There is the impression that our American friends are uneasy about India’s vigorously expanding identity. The same week in July that Modi visited Russia, U.S. Ambassador to India Eric Garcetti said at a conference in New Delhi: “I respect that India likes its strategic autonomy. But in times of conflict, there is no such thing.” India and the United States would, he said, need to “act together.”

There is no hint of dogma in the Indian approach; it is just the closely held conviction of successive Indian governments from the time of independence onward that the country will not be swayed by bloc politics, alliance systems, or competing ideologies on the global stage and that when a crisis presents itself, India will decide on the course to follow independently, on its merits, and guided by realism.

What makes India’s approach resonate today—and also what makes the United States and others uncomfortable—is that it is propelled by growing military and economic power, the assertion of its civilizational uniqueness, and its increasing geopolitical weight. This creates a new balance of global interests that the West cannot dismiss or ignore.

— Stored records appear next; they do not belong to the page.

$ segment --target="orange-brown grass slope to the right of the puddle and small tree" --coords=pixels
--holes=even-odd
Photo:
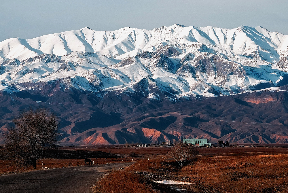
[[[286,193],[288,155],[199,157],[179,175],[190,176],[219,192]]]

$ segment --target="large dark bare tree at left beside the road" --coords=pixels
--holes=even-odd
[[[32,164],[36,169],[36,161],[43,157],[45,149],[58,143],[58,118],[47,109],[30,108],[21,111],[13,123],[15,126],[10,128],[5,141],[10,158],[24,165]]]

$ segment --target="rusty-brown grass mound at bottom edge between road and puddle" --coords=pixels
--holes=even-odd
[[[115,171],[106,175],[98,183],[97,191],[101,193],[156,193],[151,185],[141,180],[139,175],[124,171]]]

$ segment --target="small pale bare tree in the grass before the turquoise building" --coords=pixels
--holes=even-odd
[[[187,159],[199,153],[194,147],[183,144],[182,141],[177,142],[168,152],[168,155],[174,158],[182,167]]]

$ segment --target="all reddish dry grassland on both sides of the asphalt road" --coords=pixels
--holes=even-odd
[[[182,168],[167,157],[168,147],[62,147],[62,150],[101,151],[114,153],[122,158],[92,158],[95,164],[131,162],[124,170],[105,174],[98,181],[94,192],[235,192],[235,193],[287,193],[288,148],[198,148],[199,154]],[[129,154],[135,152],[135,157]],[[149,158],[149,160],[148,160]],[[83,159],[43,159],[37,169],[84,165]],[[32,170],[18,168],[7,160],[0,160],[0,175]],[[159,180],[177,180],[194,185],[167,185],[154,183]],[[141,191],[140,191],[141,190]]]

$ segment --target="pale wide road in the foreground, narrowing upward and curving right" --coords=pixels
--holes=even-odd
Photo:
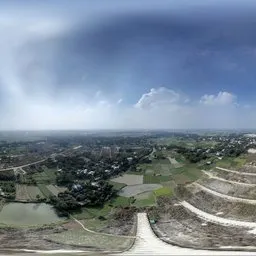
[[[194,250],[173,246],[156,237],[146,213],[138,213],[137,223],[137,238],[133,247],[119,255],[255,255],[255,252]]]

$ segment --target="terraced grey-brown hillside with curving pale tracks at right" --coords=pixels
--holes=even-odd
[[[179,186],[176,199],[158,200],[152,228],[161,239],[193,248],[256,246],[254,167],[214,168]],[[256,169],[256,168],[255,168]],[[252,247],[251,247],[252,248]]]

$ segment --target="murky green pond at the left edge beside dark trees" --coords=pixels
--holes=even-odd
[[[8,203],[0,211],[0,223],[7,225],[42,225],[64,220],[51,205],[40,203]]]

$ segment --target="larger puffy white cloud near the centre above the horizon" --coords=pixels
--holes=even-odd
[[[135,104],[136,108],[151,109],[161,106],[177,104],[180,100],[180,95],[173,90],[165,87],[158,89],[152,88],[150,92],[144,93],[139,101]]]

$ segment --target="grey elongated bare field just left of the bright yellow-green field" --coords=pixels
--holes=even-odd
[[[133,185],[127,186],[120,190],[119,195],[124,197],[132,197],[143,192],[153,191],[158,188],[161,188],[160,184],[142,184],[142,185]]]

Certainly, our ties with the United States—though cordial and marked by considerable strategic convergence, particularly in the Indo-Pacific—have recently been strained. Take India’s relations with Russia. Comments such as Garcetti’s, expressing their disappointment about Modi’s visit to Moscow, have sharpened such differences. India has refused to condemn Russia’s invasion of Ukraine, although it stresses the importance of dialogue and diplomacy over conflict. Indian imports of oil from Russia over the last two years have grown substantially in the face of U.S. opposition, and Russia continues to be the source of some 40 percent of India’s defense imports. But India argues that its national security and the welfare of its population are paramount, and it is on that basis that India continues to forge ties with Russia.

Nonetheless, the strategic imperatives in the consequential India-U.S. relationship, and their numerous areas of convergence—including in defense and security, trade and investment, energy and technology, global cooperation, and our people-to-people ties—should outweigh such differences.

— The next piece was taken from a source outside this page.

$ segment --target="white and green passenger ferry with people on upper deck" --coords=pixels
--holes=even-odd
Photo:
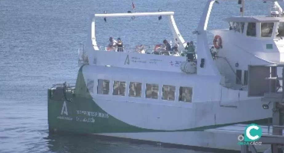
[[[214,3],[222,4],[206,3],[193,32],[196,50],[190,53],[184,51],[187,43],[174,12],[94,14],[86,49],[79,50],[76,86],[55,84],[48,89],[50,132],[240,150],[237,137],[244,124],[272,117],[271,108],[262,107],[267,104],[261,102],[268,84],[264,78],[270,71],[261,65],[284,61],[284,18],[273,1],[268,16],[244,16],[242,11],[240,17],[225,19],[228,29],[209,31]],[[168,17],[171,47],[179,44],[176,50],[98,46],[97,18],[136,16]],[[209,40],[206,32],[214,39]],[[277,84],[270,87],[279,89]]]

There will always be some points of contention on foreign-policy issues between our two countries, as there will perhaps be under your administration, but remember that there is no zero-sum game here. The India-Russia relationship, for instance, does not in any way eclipse the indispensable character of the India-U.S. strategic partnership. India’s active membership of the Quadrilateral Security Dialogue, or Quad—with Australia, Japan, and the United States—demonstrates our strategic commitment to a free and open Indo-Pacific. This investment in many ways has evolved at a much faster pace, and with much more substantive content, than India’s involvement with bodies such as the Shanghai Cooperation Organisation or the Russia-India-China trilateral forum, both of which pre-date the Quad.

There has never been a greater need for both our nations to understand each other better. Our democracies seek cooperation, connectivity, and respect for the global commons and the rules-based international order. India’s desire for a steadily improving non-alliance partnership with the United States remains strong and unflinching. It is embedded in the practice of an independent foreign policy with security interests that, by virtue of India’s geographical location, are complex and multifaceted. This is an approach that you will understand because it is not so different from the path that the United States has followed since its inception as a republic.